Geopaparazzi Screenshot

Urbanites visiting the San Juan Islands may be distraught to realize their smartphone data plans don’t work outside of population centers. This mobile data ‘dis-connectivity’ is common knowledge to residents and some even prefer it that way.

But public employees, scientists, academics and others who work in the field and need access to maps are left in a lurch. Complete sets of aerial photos are too large and unwieldy for mobile devices. Offline-enabled vector maps such as OpenStreetMap or Apple Maps lack accuracy due to slow adoption or lack of prioritization for our islands.

At San Juan County, we’re exploring ways to make authoritative vector maps and aerial imagery available to field workers with or without data connectivity.

One technique is creating local tile caches from imagery or vector basemaps that can be viewed using existing mobile apps. Tile caches are databases containing millions of image files (tiles) representing a small portion of a map at designated scales. The number of tiles increases dramatically as scales get larger. Specialized mobile apps can read these databases and load only the tiles necessary for the current viewing area and scale, thus reducing the memory load on the mobile device. Nearly all online web maps like Google Maps or OpenStreetMap rely on web servers hosting tile caches to only download the necessary tiles.

The Android app Geopaparazzi works with both online and offline maps. Using a tiny config file, you can load custom online tile maps which are automatically saved to your device for offline use. To test this, I created Geopaparazzi config files pointing to San Juan County GIS basemaps. One is a basemap showing aerial imagery from 2013. The other is a vector basemap showing authoritative address, street, and parcel data.

Getting Started

1) Install Geopaparazzi on your Android device from the Google Play Store.

2) Copy my sample mapurl files to your Android phone/tablet in the “maps” folder on your SDCard/Internal Storage. The mbtiles parameter in the mapurl file means that map tiles viewed while connected to the internet are then saved to the device for offline use.

3) Start the Geopaparazzi app and click on the Menu button (three vertical dots) at the top of the screen. Choose “Select tile source” and select one of the sjc*.mapurl files.

4) Ensure you are connected to WiFi or Cellular data. Select the “map view” button on the screen and wait for the tiles to load.

5) Before going offline, pan to the area(s) you want to view offline and zoom in and out to load all zoom levels for the area. Then you may turn on airplane mode and try panning/zooming to test that the map saved correctly.

Notes

  • The basemap tiles are saved on the device in the mbtiles format created by Mapbox.

  • Geopaparazzi does not yet support the new Vector Tiles format. It only uses image tiles.

  • Source basemaps may be Tiled Map Services or Esri cached MapServer services.

  • Please follow the Terms and Conditions for basemaps you use.

Find maps for your area

The USGS has 1 meter aerial imagery for most of the USA from the National Agriculure Imagery Project (NAIP). Just copy the text below into your mapurl file on your Android device.

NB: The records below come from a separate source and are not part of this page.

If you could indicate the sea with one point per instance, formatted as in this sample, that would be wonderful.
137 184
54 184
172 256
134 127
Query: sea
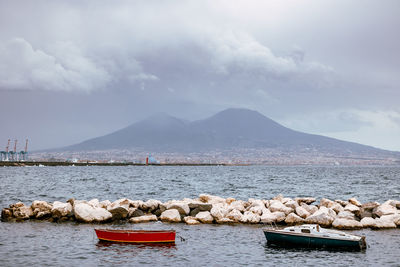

url=http://basemap.nationalmap.gov/arcgis/rest/services/USGSImageryOnly/MapServer/tile/ZZZ/YYY/XXX
minzoom=0
maxzoom=15
type=google
format=jpg
defaultzoom=0
mbtiles=defaulttiles/_naip-tile.mbtiles
description=USGS Ortho and Satellite Imagery

For higher resolution imagery you could also look for a local government agency hosting Esri basemaps and modify the mapurl file accordingly. The OpenAddresses.io project has a large repository of local government map services.